George Crum and the Saratoga Chip
by Gaylia Taylor; illustrated by Frank Morrison
Okay, this is what I get for yes-ing the nice folks at Lee and Low to death, but somehow never getting around to reviewing this, er, crisp take on the inventor of the potato chip. My blogging buds (or is that spuds?) at Chicken Spaghetti and Big A little a got there first.
Maybe certain books develop a synergy and demand to get reviewed by everybody all at once. Or maybe, since no party is complete without them, we should have a blogging party about potato chips. As long as it doesn't count as double dipping, I'm in!
Many people already know that an African American, George Washington Carver, invented peanut butter. And now a few smart souls will know that our #1 snack food was also a gift from a person of color, in this case part African American and Native American.
The book presents a fictive George Crum circa the mid-19th century drawn from scant historical details. Taylor nonetheless manages to weave together enough bits and pieces to create a fascinating character with a restless mind, short fuse and epicurean leanings.
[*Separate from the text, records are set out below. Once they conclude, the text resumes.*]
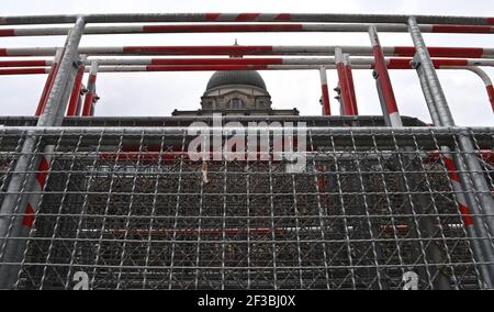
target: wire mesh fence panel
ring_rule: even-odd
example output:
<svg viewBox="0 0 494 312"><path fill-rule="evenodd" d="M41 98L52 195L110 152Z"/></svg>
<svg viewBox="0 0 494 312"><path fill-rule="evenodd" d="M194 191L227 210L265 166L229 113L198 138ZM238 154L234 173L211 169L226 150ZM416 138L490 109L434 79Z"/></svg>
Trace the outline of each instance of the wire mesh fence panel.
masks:
<svg viewBox="0 0 494 312"><path fill-rule="evenodd" d="M71 289L78 272L91 289L402 289L408 272L420 289L479 289L494 265L473 248L493 237L465 230L489 215L457 203L441 152L463 157L464 130L310 127L301 172L273 140L263 159L193 161L187 131L7 130L1 200L25 137L50 159L29 236L0 241L19 289ZM492 190L493 132L468 136ZM26 244L16 263L12 242Z"/></svg>

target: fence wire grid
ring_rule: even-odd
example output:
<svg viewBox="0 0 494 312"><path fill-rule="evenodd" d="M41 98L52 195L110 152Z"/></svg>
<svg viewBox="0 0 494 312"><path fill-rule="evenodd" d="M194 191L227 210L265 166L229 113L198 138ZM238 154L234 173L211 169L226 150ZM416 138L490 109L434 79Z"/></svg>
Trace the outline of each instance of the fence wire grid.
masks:
<svg viewBox="0 0 494 312"><path fill-rule="evenodd" d="M458 136L471 137L492 190L492 130L322 129L307 132L300 174L284 160L191 161L186 131L0 129L0 202L13 175L50 159L44 189L21 192L41 194L30 233L0 239L0 265L19 271L16 289L71 289L80 271L91 289L402 289L409 271L419 289L484 288L494 263L472 246L494 241L465 230L441 151L461 158ZM18 204L0 218L25 215ZM19 261L5 261L11 243L26 246Z"/></svg>

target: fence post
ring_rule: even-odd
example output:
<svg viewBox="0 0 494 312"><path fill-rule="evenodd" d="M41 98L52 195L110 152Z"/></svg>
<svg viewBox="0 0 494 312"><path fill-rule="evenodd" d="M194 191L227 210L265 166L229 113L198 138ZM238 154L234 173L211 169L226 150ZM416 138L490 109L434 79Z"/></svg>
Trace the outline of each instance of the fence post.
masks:
<svg viewBox="0 0 494 312"><path fill-rule="evenodd" d="M77 59L79 43L86 26L85 20L79 18L69 33L65 53L57 75L54 77L53 88L46 102L38 126L54 126L58 112L65 112L67 103L61 103L74 62ZM36 192L44 189L49 159L35 155L44 149L35 135L27 135L22 154L19 156L15 169L8 187L7 194L0 209L0 289L11 289L20 272L20 263L25 252L27 236L34 223L40 204ZM48 167L47 167L48 165ZM34 172L35 174L34 174ZM31 192L33 196L22 194Z"/></svg>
Crum grew up free -- and something of a free spirit -- hunting and fishing near Saratoga Springs, New York, the summer playground for the super-wealthy drawn by its mineral springs.
After a French hunter taught him to cook his catches, Crum managed to persuade a toney eatery to overlook the color of his skin and hire him as chef. But he didn't suffer fools gladly, and Taylor skillfully sets us up for the inevitable showdown.
Morrison's elongated, elegant rendering of Crum ambles through bright acrylics, with the hoity-toity patrons rendered mockingly as they huff and preen, a reverse of 19th-century genre paintings that often skewered the working class. Crum's moment of inspiration was basically his hissy fit prompted by a particularly prissy customer.
The dish is instantly famous, earning Crum enough acclaim and money to open his own, integrated restaurant. An end note clarifies what liberties the creators took filling in blanks, and there's a bibliography opposite the title page.
More than an interesting bit of trivia, the story fleshes out someone who'd otherwise be lost to history; an outdoorsy, cunning man in the era of slavery who owned himself, in the best sense possible.